Monday, January 08, 2007

A woman of convenience

I probably shouldn't be reading about comics. But I did. And they seem to insert diversity, at least in the form of gay characters, when it is convenient.

So they've made themselves a gay Batwoman. She's got a lead role and everything, that's nice. And she's got an old flame: Renee Montoya. She's the cop from Batman: the Animated Series and although she is background, she features strongly in a few episodes. She's a very strong character and works in a "man's" job. Of course she's gay. It's very convenient. I suppose it gives a certain uniformity to the outlook of police force?

Still, she is a pillar of morality doing what is right for society rather than what is right to make a quick buck against a background of extreme corruption. Do you have any idea what sort of strength of character that takes? If you are a straight woman (or a man) looking for a role model like Montoya and can't because she's been written as gay, you are a twit. Her sexuality doesn't matter, it's just very convenient.

(Apparently she's not such the pillar of morality later in life, but I've only read that on Wikipedia. The circumstances of that do seem to make it just more convenient for the writers, though.)

(Also, I suppose this argument could be taken further to point out that being on the moral high ground was the woman's job when this country was born and it wasn't a new idea then. Even now, corporate whistle blowers are very often women, as an example. Of course the character written to have no inclination to graft was a woman. Also very convenient.)

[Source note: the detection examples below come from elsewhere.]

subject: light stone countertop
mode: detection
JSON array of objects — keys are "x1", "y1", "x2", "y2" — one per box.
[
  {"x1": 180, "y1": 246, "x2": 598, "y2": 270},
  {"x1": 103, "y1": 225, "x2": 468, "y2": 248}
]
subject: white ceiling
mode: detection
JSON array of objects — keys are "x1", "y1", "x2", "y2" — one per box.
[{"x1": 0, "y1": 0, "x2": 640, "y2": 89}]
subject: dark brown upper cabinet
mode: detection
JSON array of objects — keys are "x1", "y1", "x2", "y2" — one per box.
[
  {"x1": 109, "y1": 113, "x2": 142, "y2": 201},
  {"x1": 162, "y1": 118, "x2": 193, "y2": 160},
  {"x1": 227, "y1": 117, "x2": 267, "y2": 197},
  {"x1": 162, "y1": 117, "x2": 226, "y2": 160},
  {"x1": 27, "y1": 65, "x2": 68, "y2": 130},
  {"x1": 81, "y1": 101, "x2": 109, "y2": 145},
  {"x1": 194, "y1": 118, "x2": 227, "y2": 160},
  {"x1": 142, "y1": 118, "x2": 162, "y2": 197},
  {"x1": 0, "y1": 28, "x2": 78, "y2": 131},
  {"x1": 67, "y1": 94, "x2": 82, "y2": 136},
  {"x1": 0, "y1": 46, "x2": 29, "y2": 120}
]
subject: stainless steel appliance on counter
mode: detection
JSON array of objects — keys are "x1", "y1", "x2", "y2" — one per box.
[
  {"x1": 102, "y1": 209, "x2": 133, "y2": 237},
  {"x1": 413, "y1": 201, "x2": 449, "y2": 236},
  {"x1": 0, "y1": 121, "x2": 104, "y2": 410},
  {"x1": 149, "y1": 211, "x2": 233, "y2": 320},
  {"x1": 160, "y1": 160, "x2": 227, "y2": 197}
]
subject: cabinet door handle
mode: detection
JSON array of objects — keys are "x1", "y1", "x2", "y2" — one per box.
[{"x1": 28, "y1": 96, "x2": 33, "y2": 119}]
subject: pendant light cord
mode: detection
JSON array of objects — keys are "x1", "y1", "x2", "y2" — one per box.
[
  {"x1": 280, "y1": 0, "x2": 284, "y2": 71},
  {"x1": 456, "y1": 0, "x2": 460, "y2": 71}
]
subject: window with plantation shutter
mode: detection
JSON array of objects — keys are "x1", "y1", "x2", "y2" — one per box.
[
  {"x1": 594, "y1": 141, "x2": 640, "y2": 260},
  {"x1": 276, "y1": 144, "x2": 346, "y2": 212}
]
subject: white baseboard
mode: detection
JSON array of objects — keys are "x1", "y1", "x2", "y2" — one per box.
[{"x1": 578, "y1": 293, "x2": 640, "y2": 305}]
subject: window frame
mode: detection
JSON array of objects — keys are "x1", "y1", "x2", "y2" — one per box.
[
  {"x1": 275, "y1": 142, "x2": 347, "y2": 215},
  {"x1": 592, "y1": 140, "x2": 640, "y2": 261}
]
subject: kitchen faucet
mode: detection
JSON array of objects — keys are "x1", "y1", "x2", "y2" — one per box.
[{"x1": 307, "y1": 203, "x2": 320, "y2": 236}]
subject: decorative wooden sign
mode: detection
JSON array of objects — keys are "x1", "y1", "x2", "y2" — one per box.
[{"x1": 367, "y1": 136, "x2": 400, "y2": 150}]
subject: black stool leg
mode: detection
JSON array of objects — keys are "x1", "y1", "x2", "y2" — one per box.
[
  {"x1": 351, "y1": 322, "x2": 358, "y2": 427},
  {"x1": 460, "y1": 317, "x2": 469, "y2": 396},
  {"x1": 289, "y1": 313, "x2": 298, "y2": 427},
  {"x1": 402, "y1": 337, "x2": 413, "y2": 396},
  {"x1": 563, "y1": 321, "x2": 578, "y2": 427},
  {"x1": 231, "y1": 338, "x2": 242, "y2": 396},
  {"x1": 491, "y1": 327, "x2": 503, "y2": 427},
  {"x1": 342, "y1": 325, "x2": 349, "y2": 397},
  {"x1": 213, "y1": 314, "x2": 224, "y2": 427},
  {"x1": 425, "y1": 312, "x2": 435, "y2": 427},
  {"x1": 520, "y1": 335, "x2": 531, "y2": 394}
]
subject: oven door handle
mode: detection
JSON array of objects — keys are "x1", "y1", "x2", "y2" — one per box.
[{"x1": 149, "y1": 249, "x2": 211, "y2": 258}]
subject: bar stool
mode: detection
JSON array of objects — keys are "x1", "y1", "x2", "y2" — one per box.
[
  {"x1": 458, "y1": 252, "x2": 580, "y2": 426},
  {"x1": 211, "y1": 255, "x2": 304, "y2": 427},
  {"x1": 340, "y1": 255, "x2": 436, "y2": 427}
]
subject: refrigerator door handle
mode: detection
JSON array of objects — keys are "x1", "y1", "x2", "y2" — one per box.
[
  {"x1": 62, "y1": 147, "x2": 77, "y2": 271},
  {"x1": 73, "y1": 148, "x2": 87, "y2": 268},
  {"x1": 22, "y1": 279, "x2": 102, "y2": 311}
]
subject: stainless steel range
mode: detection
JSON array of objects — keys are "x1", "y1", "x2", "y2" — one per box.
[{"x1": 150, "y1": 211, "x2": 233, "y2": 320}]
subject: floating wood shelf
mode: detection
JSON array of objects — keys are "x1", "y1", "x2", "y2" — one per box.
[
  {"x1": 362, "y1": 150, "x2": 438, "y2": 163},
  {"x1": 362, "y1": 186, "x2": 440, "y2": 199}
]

A second bit of convenience occurs in Heroes, the TV show. Here we have a character who has successfully battled off one aggressive challenger to her chastity and is finally starting to see the geeky boy helping her out as, well, male. And she even tries to ask him out to the dance at which point we discover, or at least are treated to stronger hinting than usual, that he is gay. And as a supporting character specifically supporting a character shedding the impurities in her character, that's very convenient. Save the cheerleader, save the world? Apparently, but first get her nice and high on a pillar of purity.

Unfortunately, there's no thin line to walk for this. No balancing act good enough, no stepping clever enough. No right answer. You can please some of the people or none of the people. Is a fictional universe really large enough to accurately or meaningfully reflect the diversity in society?

And Hollywood should get past heavy hinting.